I’ve seen it a whole heap of times. I would have been in the 'anything please camp' but when I was made redundant, I also was six months pregnant and so no-one was offering me anything (apart from the job centre in Eccles that suggested I went on job seekers allowance and/or disability benefits).
We accept what’s handed to us, because our nervous system is in free fall.
We're reeling with no time to pause and so the first job offer, the exit deal, the silence all create reactions. We don't give ourselves time to think about the possible responses.

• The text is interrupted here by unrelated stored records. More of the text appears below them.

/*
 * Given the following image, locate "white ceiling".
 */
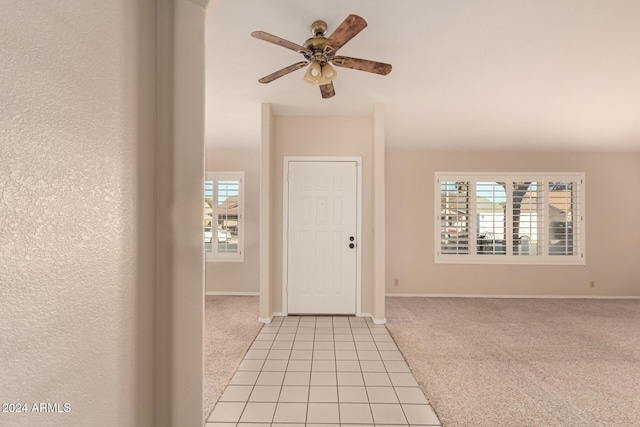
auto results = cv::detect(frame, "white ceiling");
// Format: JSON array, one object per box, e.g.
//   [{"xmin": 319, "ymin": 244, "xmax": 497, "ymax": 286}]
[{"xmin": 205, "ymin": 0, "xmax": 640, "ymax": 151}]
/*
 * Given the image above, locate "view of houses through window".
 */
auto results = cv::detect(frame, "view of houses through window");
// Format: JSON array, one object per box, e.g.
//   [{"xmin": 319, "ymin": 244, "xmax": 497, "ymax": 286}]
[
  {"xmin": 205, "ymin": 172, "xmax": 244, "ymax": 262},
  {"xmin": 437, "ymin": 173, "xmax": 584, "ymax": 264}
]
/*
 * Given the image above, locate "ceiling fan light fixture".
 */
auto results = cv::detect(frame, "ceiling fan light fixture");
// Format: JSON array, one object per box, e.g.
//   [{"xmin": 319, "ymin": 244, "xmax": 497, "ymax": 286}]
[
  {"xmin": 303, "ymin": 60, "xmax": 322, "ymax": 85},
  {"xmin": 310, "ymin": 61, "xmax": 321, "ymax": 77},
  {"xmin": 303, "ymin": 60, "xmax": 337, "ymax": 85},
  {"xmin": 321, "ymin": 62, "xmax": 337, "ymax": 81}
]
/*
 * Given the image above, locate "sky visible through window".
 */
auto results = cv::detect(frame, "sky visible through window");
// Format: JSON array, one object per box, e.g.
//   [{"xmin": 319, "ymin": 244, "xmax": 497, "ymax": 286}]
[
  {"xmin": 205, "ymin": 180, "xmax": 239, "ymax": 203},
  {"xmin": 218, "ymin": 181, "xmax": 239, "ymax": 202},
  {"xmin": 441, "ymin": 181, "xmax": 541, "ymax": 203}
]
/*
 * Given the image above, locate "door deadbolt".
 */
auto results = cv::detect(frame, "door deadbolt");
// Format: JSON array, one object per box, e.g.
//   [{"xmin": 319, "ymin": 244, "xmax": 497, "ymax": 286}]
[{"xmin": 349, "ymin": 236, "xmax": 355, "ymax": 241}]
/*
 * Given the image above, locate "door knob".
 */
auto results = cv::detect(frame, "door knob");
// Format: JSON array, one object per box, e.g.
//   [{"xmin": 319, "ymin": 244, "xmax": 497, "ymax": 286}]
[{"xmin": 349, "ymin": 243, "xmax": 355, "ymax": 249}]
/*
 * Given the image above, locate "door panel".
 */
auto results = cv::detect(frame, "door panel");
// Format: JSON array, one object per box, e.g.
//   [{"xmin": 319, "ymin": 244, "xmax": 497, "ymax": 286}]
[{"xmin": 287, "ymin": 161, "xmax": 358, "ymax": 314}]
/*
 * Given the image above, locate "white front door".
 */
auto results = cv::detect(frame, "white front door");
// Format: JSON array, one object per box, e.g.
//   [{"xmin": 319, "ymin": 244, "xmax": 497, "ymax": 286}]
[{"xmin": 286, "ymin": 161, "xmax": 358, "ymax": 314}]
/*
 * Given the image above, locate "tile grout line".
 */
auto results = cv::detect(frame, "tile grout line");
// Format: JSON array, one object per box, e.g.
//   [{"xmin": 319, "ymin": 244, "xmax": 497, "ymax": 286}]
[
  {"xmin": 208, "ymin": 315, "xmax": 439, "ymax": 426},
  {"xmin": 274, "ymin": 316, "xmax": 295, "ymax": 423},
  {"xmin": 382, "ymin": 319, "xmax": 442, "ymax": 426},
  {"xmin": 271, "ymin": 317, "xmax": 294, "ymax": 425},
  {"xmin": 209, "ymin": 319, "xmax": 270, "ymax": 422},
  {"xmin": 381, "ymin": 321, "xmax": 410, "ymax": 425},
  {"xmin": 249, "ymin": 320, "xmax": 277, "ymax": 420},
  {"xmin": 304, "ymin": 316, "xmax": 316, "ymax": 425},
  {"xmin": 361, "ymin": 318, "xmax": 376, "ymax": 425},
  {"xmin": 336, "ymin": 316, "xmax": 343, "ymax": 416}
]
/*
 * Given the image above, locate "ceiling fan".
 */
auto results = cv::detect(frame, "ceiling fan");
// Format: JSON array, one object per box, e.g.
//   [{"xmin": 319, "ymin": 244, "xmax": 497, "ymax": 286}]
[{"xmin": 251, "ymin": 14, "xmax": 392, "ymax": 99}]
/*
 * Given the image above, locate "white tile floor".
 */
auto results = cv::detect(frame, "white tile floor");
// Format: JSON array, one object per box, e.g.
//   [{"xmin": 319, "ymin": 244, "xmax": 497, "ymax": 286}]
[{"xmin": 207, "ymin": 316, "xmax": 442, "ymax": 427}]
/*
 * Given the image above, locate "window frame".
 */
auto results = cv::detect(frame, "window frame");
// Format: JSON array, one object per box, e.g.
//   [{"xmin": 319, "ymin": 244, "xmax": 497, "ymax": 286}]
[
  {"xmin": 205, "ymin": 171, "xmax": 245, "ymax": 263},
  {"xmin": 435, "ymin": 172, "xmax": 585, "ymax": 265}
]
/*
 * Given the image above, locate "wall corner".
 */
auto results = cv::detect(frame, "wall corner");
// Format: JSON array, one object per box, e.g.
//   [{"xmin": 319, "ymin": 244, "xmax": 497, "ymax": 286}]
[
  {"xmin": 259, "ymin": 103, "xmax": 273, "ymax": 321},
  {"xmin": 373, "ymin": 103, "xmax": 386, "ymax": 322}
]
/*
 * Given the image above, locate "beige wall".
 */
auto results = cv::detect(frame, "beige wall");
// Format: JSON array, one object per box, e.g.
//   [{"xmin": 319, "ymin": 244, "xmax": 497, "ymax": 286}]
[
  {"xmin": 270, "ymin": 115, "xmax": 375, "ymax": 315},
  {"xmin": 385, "ymin": 151, "xmax": 640, "ymax": 296},
  {"xmin": 372, "ymin": 105, "xmax": 387, "ymax": 322},
  {"xmin": 259, "ymin": 104, "xmax": 274, "ymax": 321},
  {"xmin": 2, "ymin": 1, "xmax": 207, "ymax": 425},
  {"xmin": 205, "ymin": 150, "xmax": 260, "ymax": 293},
  {"xmin": 0, "ymin": 1, "xmax": 157, "ymax": 425},
  {"xmin": 156, "ymin": 1, "xmax": 206, "ymax": 425}
]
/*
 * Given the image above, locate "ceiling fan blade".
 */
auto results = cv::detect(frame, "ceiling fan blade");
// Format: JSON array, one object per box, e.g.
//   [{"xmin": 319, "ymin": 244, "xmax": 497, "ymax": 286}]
[
  {"xmin": 332, "ymin": 56, "xmax": 392, "ymax": 75},
  {"xmin": 320, "ymin": 82, "xmax": 335, "ymax": 99},
  {"xmin": 251, "ymin": 31, "xmax": 311, "ymax": 55},
  {"xmin": 258, "ymin": 61, "xmax": 309, "ymax": 83},
  {"xmin": 323, "ymin": 14, "xmax": 367, "ymax": 54}
]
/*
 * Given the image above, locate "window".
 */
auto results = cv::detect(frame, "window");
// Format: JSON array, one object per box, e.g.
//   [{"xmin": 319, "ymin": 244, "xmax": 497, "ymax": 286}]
[
  {"xmin": 436, "ymin": 172, "xmax": 585, "ymax": 264},
  {"xmin": 205, "ymin": 172, "xmax": 244, "ymax": 262}
]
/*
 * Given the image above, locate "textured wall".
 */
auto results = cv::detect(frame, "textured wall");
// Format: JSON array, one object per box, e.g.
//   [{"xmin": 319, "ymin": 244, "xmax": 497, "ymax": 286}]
[
  {"xmin": 205, "ymin": 150, "xmax": 260, "ymax": 294},
  {"xmin": 271, "ymin": 116, "xmax": 374, "ymax": 315},
  {"xmin": 1, "ymin": 1, "xmax": 155, "ymax": 425},
  {"xmin": 385, "ymin": 151, "xmax": 640, "ymax": 297}
]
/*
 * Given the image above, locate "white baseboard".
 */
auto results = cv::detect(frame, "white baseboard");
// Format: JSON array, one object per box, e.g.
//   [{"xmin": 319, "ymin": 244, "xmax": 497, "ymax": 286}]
[
  {"xmin": 269, "ymin": 312, "xmax": 378, "ymax": 320},
  {"xmin": 258, "ymin": 312, "xmax": 287, "ymax": 323},
  {"xmin": 356, "ymin": 313, "xmax": 387, "ymax": 324},
  {"xmin": 386, "ymin": 293, "xmax": 640, "ymax": 299},
  {"xmin": 205, "ymin": 291, "xmax": 259, "ymax": 296},
  {"xmin": 257, "ymin": 312, "xmax": 388, "ymax": 325}
]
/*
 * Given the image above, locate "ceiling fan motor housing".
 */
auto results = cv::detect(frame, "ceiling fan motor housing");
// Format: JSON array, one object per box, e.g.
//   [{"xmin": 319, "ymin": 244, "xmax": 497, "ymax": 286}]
[
  {"xmin": 303, "ymin": 21, "xmax": 332, "ymax": 62},
  {"xmin": 310, "ymin": 20, "xmax": 327, "ymax": 37}
]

That shock puts us in freeze, fawn and a whole heap of panic ranging from the obvious financial challenges to the worry for your team to the hard realisation that you're not part of the future you probably wrote the strategy for. As one of my fabulous friends said: "No matter how many times you are told "it's not personal" you take it as just that. It's to do with "me" or even "them."

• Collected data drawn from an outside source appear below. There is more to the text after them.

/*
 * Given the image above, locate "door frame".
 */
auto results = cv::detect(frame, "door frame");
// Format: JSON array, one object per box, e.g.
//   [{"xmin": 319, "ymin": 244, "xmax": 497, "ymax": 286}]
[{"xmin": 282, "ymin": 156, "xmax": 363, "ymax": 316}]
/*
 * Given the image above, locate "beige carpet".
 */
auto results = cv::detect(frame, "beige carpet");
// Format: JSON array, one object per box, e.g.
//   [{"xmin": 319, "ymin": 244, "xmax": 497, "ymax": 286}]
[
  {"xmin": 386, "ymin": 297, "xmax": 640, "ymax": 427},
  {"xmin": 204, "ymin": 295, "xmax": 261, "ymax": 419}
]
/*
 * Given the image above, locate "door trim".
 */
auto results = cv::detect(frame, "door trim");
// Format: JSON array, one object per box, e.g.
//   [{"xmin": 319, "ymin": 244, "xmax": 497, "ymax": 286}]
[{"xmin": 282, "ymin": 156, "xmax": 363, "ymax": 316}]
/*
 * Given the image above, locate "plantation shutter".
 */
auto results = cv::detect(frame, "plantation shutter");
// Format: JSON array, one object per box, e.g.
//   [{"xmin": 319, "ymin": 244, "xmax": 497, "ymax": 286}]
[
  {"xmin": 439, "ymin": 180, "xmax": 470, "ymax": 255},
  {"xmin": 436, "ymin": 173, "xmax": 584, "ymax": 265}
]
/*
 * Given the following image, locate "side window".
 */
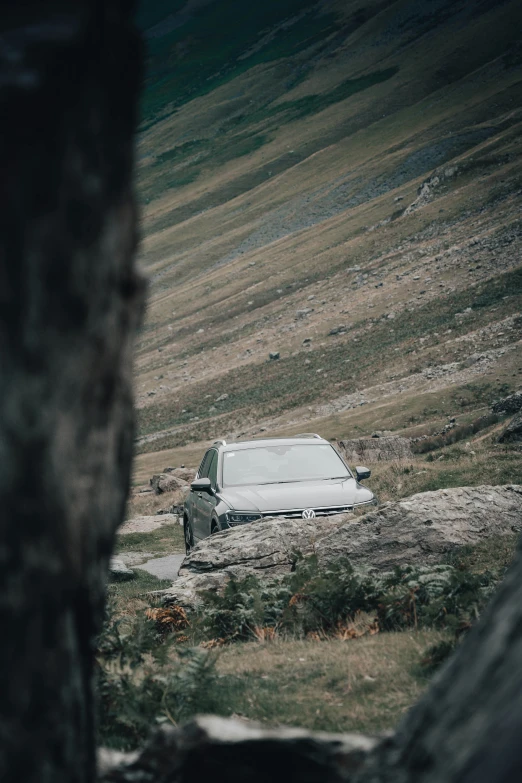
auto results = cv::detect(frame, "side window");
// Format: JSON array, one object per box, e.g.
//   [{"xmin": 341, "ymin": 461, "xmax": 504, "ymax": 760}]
[
  {"xmin": 207, "ymin": 451, "xmax": 218, "ymax": 490},
  {"xmin": 197, "ymin": 450, "xmax": 212, "ymax": 479}
]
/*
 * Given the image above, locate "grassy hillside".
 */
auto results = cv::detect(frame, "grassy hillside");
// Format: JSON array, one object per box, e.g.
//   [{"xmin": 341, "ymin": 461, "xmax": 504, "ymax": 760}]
[{"xmin": 133, "ymin": 0, "xmax": 522, "ymax": 476}]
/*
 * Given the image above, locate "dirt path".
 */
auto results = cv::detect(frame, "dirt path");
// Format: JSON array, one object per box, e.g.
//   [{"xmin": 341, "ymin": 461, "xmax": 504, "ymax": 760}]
[{"xmin": 136, "ymin": 554, "xmax": 186, "ymax": 580}]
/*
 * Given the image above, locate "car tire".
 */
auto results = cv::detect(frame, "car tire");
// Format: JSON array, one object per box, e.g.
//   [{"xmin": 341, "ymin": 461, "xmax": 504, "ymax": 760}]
[
  {"xmin": 211, "ymin": 520, "xmax": 219, "ymax": 535},
  {"xmin": 184, "ymin": 517, "xmax": 194, "ymax": 555}
]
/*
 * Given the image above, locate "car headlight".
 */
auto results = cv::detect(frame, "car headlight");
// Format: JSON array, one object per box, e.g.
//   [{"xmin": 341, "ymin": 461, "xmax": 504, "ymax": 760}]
[
  {"xmin": 354, "ymin": 497, "xmax": 378, "ymax": 508},
  {"xmin": 226, "ymin": 512, "xmax": 262, "ymax": 525}
]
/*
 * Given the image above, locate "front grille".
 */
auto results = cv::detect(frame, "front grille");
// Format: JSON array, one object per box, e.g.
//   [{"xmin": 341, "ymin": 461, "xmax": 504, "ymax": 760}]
[{"xmin": 261, "ymin": 505, "xmax": 354, "ymax": 519}]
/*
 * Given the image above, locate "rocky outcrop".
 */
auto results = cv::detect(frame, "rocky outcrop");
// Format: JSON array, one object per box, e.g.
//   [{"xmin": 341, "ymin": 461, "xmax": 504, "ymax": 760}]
[
  {"xmin": 317, "ymin": 485, "xmax": 522, "ymax": 571},
  {"xmin": 98, "ymin": 715, "xmax": 378, "ymax": 783},
  {"xmin": 109, "ymin": 558, "xmax": 135, "ymax": 582},
  {"xmin": 157, "ymin": 486, "xmax": 522, "ymax": 610},
  {"xmin": 336, "ymin": 436, "xmax": 413, "ymax": 463},
  {"xmin": 498, "ymin": 411, "xmax": 522, "ymax": 443},
  {"xmin": 163, "ymin": 467, "xmax": 196, "ymax": 482},
  {"xmin": 158, "ymin": 514, "xmax": 352, "ymax": 609},
  {"xmin": 150, "ymin": 473, "xmax": 189, "ymax": 494},
  {"xmin": 491, "ymin": 391, "xmax": 522, "ymax": 416},
  {"xmin": 403, "ymin": 166, "xmax": 458, "ymax": 215}
]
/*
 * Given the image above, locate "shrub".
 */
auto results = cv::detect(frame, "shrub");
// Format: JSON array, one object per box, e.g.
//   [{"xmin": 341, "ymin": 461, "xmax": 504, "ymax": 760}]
[
  {"xmin": 194, "ymin": 555, "xmax": 504, "ymax": 643},
  {"xmin": 419, "ymin": 638, "xmax": 459, "ymax": 674},
  {"xmin": 95, "ymin": 599, "xmax": 219, "ymax": 750},
  {"xmin": 413, "ymin": 413, "xmax": 501, "ymax": 454}
]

So here’s a couple of the top tips that beautiful humans are gifting me to gift to you and what they wish they had done or did do in their moments of "what the actual fck."
🔸 You don’t have to accept the first offer
🔸 You’re allowed to ask for more (time, coaching, career support, transition time)
🔸 You’re allowed to wait and want
🔸 It's not one conversation; you can ask for a pause to gather your thoughts
🔸 You are not your job, as L said "I didn't know that I was living my life AS my job and not as me"
I'm looking for blinking brilliant women who are happy to share one or two lines of their real life, lived experience. I'm creating a checklist, considerations and I would love if it it would include not just my lived experience (because it was also 23 years ago).
Maybe also the stories that this particular plot twist; being made redundant was the best thing that ever happened to you because, as we all know, when you're going through it, it doesn't feel like the best thing that's ever happened to you. It feels like a nightmare and you're living it and you're having to go through it. And you're having to show up for your team and you're having to be strong. And at the same time you're crumbling.
If you’ve been through this: what helped you get clear before making your next move? What are the nuggets you wish you'd known. Your hindsight could be someone else’s turning point.
And here's mine....if you are going through redundancy conversations at the moment, give yourself a little bit time to recover before you supercharge on the reset. Press pause; one of my current clients has done just this "naming these two weeks as downtime has really really helped" before she upcycled a cupboard to bring her a bit of joy and order in the chaos.